Commodores - Midnight Magic - Used
VG: sleeve and vinyl. Pretty nice, minor wear, just a bit too wear much to call VG+ (in my humble opinion). Printed inner sleeve. No barcode on sleeve!
I didn't expect much from this, clearly Commodores after their prime, with members ready to go separate ways, but the credits suggest that this was at least mostly the original line up, and while they might not hit it like they did in the mid-70s, they do hit it, and sometimes, they hit it pretty hard. Of course, to contrast the funk, we have the Lionel Richie ballads, for better or worse. Even though I like my funk served up hard as a brick, I'm never going to gripe about a Richie ballad, especially when served up with some of the funky stuff. -- winch (green noise)

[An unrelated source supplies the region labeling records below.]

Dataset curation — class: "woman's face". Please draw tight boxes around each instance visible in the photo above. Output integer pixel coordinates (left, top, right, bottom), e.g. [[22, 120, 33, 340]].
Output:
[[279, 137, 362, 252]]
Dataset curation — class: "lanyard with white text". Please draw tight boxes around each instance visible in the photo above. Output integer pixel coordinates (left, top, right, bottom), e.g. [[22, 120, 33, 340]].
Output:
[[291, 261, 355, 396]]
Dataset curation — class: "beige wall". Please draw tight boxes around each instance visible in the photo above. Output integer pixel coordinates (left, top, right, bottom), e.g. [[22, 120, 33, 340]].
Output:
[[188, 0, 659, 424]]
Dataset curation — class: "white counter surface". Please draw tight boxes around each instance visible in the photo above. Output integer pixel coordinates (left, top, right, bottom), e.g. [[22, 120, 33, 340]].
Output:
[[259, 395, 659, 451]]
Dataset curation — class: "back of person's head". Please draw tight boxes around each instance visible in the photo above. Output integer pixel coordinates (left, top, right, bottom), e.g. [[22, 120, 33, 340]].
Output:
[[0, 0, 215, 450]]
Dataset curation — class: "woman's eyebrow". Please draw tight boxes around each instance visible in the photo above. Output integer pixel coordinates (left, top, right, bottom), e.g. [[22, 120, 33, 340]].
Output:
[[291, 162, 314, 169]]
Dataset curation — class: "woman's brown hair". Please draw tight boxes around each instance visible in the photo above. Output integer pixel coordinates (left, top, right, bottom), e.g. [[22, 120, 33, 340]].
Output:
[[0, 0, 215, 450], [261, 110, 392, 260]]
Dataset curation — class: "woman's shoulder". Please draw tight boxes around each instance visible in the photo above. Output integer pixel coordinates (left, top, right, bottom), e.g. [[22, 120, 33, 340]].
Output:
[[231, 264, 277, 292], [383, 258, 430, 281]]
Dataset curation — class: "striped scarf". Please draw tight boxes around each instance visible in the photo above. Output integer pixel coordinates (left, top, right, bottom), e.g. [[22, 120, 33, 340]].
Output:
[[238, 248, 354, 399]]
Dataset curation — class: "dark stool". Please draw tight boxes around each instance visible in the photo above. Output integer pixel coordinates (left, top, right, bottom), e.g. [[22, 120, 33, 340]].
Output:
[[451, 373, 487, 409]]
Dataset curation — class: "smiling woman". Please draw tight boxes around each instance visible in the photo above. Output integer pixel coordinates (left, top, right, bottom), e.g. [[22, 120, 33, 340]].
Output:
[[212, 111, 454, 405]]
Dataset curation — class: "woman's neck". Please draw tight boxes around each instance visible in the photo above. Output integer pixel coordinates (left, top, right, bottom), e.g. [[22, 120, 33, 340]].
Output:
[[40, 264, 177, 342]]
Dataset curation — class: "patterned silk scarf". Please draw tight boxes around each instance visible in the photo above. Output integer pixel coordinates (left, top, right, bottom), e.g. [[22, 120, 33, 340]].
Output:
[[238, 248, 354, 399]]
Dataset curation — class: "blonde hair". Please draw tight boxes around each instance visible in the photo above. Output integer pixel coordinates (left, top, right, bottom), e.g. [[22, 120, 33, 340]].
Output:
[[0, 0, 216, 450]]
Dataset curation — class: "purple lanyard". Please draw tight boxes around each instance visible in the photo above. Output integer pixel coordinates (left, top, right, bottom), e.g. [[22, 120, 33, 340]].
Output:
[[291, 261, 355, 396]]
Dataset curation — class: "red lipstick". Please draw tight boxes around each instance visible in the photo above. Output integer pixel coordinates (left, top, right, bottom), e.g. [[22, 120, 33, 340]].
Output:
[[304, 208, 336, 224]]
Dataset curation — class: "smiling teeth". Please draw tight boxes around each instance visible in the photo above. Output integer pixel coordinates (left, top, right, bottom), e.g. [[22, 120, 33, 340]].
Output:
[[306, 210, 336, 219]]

"When the Commodores' seventh studio album, Midnight Magic, came out in 1979, one could safely assume that the LP would contain at least one adult contemporary ballad. And sure enough, Midnight Magic contains the ballad "Still," which was a number one pop hit (as well as a number one R&B hit) and became a staple on adult contemporary radio. The sappy ballad (which features Lionel Richie) wasn't without its detractors, who felt that the Commodores had become too much of a slick crossover act. But even if "Still" doesn't excite you, the rest of the album isn't bad. "Wonderland" (a number 21 R&B hit) is an enjoyable R&B slow jam, and fans of sophisticated funk (as opposed to hardcore funk) should appreciate "You're Special," "Gettin' It," and the disco-minded title song. "Sexy Lady" is the only thing on the LP that can honestly be described as hardcore funk; most of the up-tempo tunes favor the type of sophisticated funk that the Brothers Johnson, Rufus/Chaka Khan, and Heatwave were known for in the late '70s. Next to "Still," the album's best-known track is "Sail On," which reached number eight on Billboard's R&B singles chart (and number four on its pop single chart) despite the fact that it is essentially a pop-country song. Some R&B purists saw "Sail On" as a blatant example of how watered down the Commodores had become, but it's still a charming and likable tune -- one that wouldn't have been out of place on a Dolly Parton or Glen Campbell LP. Midnight Magic isn't one of the Commodores' essential releases, and R&B purists are advised to stick to the band's pre-1977 albums. Nonetheless, this is a generally decent, if uneven, record that has more strengths than weaknesses."